MCP Security: Locking Down Agents After Real Exploits
Stop agent failures with identity proof, policy routing, and a three week plan. Turn past MCP security incidents into action.
MCP security is now top of mind. I was fortunate enough to speak at CornCon.net this weekend on the topic, and this week’s blog follows up on that talk (which will be posted at CornCon.tv
The past several months gave us three clear shots across the bow:
A GitHub exploit demonstrated how a public issue can prompt an agent with private repository rights to leak.
A WhatsApp incident showed what happens when a malicious server rides the trust of a legitimate one.
A Postmark incident showed how an attacker can earn trust through multiple clean releases, then flip a switch and siphon data.
You need a plan. I’ll show you what failed, why it failed, and how to fix it with controls you can start this month.
I’m keeping this practical. You get a short protocol refresher, five defense patterns, a reference architecture that fits how teams work, and a three-week plan that cuts risk without killing velocity. You’ll also see monitoring moves that catch trouble fast. If you run agents that touch code, data, chat, or email, this is your playbook.

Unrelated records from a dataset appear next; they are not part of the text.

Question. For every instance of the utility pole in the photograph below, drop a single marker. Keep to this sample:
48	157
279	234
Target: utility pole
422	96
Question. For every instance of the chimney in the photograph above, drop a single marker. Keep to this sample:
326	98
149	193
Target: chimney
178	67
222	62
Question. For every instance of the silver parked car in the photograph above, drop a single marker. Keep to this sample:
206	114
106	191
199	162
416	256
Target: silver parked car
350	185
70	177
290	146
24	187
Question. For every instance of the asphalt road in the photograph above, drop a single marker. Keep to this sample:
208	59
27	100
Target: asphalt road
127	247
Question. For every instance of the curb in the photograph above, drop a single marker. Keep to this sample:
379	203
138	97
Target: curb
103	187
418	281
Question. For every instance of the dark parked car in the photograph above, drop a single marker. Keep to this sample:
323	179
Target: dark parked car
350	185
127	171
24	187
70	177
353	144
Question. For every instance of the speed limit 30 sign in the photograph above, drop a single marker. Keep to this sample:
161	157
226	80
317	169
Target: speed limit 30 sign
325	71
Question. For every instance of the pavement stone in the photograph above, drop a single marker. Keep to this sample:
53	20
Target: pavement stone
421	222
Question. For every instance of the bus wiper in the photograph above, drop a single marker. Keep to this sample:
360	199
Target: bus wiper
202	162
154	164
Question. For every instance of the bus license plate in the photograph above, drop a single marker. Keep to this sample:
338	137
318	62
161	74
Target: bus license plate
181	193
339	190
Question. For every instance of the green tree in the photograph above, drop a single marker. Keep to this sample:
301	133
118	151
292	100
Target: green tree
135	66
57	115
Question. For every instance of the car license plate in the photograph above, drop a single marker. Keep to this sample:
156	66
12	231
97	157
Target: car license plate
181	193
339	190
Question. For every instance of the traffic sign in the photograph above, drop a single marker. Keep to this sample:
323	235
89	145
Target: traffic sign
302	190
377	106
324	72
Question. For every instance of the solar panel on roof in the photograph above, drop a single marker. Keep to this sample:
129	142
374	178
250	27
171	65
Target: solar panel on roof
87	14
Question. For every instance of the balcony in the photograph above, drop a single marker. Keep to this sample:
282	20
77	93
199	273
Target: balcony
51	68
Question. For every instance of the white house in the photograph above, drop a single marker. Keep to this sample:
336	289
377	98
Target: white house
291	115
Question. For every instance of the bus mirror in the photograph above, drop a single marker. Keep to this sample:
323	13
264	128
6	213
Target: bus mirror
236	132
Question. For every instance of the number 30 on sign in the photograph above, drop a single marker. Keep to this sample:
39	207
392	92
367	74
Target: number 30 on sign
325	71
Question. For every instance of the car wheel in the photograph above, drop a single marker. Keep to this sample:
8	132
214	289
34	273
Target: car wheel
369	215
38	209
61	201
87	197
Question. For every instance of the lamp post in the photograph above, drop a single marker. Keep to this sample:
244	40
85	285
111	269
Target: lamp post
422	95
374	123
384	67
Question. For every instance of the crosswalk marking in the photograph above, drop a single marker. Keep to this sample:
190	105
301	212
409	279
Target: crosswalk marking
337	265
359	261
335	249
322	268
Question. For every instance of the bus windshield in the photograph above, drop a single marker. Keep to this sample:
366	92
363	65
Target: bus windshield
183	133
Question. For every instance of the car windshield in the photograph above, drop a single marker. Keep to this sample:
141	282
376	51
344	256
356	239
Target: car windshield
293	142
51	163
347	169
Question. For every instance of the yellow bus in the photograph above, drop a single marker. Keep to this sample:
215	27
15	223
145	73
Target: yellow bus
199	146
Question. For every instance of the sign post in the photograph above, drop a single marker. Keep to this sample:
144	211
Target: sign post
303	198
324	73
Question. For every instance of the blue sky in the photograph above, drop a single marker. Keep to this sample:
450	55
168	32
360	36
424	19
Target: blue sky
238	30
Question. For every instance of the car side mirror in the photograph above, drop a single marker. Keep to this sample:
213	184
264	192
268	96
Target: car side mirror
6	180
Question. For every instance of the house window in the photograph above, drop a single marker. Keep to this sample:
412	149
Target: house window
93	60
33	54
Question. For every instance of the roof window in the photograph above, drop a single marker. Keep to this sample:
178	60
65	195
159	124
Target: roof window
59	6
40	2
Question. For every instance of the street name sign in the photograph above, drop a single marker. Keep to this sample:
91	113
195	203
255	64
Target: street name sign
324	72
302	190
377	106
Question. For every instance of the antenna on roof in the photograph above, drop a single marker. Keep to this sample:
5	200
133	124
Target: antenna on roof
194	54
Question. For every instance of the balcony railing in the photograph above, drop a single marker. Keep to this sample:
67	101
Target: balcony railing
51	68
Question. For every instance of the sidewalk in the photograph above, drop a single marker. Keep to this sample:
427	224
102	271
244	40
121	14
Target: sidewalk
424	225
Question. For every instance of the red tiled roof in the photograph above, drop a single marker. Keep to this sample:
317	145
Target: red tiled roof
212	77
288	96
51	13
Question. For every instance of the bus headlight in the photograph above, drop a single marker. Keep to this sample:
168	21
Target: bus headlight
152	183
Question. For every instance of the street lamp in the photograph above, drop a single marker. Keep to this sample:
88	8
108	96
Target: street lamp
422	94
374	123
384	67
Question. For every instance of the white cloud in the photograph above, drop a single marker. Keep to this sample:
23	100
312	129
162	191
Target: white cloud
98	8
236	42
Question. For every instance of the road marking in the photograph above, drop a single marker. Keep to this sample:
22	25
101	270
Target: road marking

FIGURE 1: Attack Patterns And Examples
GitHub MCP Exploit, May 2025
An attacker opened a public issue that carried hidden instructions. A user’s agent, which held private repository access and the ability to create pull requests, processed that untrusted content like an operator command. It then produced a pull request that exposed details from private repositories. The slide calls out the lethal trifecta at play: access to private data, untrusted public input, and external output capability. The root cause was a lack of context isolation between trusted commands and public content.
Public issue contained hidden instructions processed by the agent.
Agent created a pull request that revealed private repository details.
Root cause was missing context isolation between trusted and untrusted input.
The trifecta was present: private data access, untrusted public input, and outward action.
WhatsApp MCP Exploit, April 2025
The agent maintained connections to both a legitimate WhatsApp server and a deceptive server. The malicious peer injected instructions that targeted messaging functions. The agent held real privileges, so it acted as a confused deputy and forwarded private chats to an attacker-controlled number. This was a straight misuse of legitimate access in response to a lying counterpart.
Dual connection to a trusted WhatsApp server and a malicious server.
A malicious server injected instructions targeting WhatsApp’s functions.
Agent exfiltrated private chats to an attacker’s number using its privileges.
Classic confused deputy misuse of trusted access.
Postmark MCP Exploit, September 2025
The attacker earned trust the slow way. They shipped fifteen benign versions and built adoption to roughly 1,500 downloads per week. A later update introduced a backdoor that added a hidden BCC to an attacker’s mailbox. Normal-looking Postmark calls then moved passwords, invoices, and API keys out of the victim’s environment. The slide marks this as the first known malicious MCP server in the set, which underlines the supply chain risk across the ecosystem.
15 benign releases built trust and usage to approximately 1,500 downloads per week.
Version 1.0.16 introduced a hidden BCC to phan@giftshop.club.
Exfiltration occurred through legitimate Postmark calls, which moved passwords, invoices, and API keys.
Flagged as the first malicious MCP server in scope, highlighting supply chain exposure.
Protocol Refresher
Let’s level set on how these systems talk so the fixes make sense.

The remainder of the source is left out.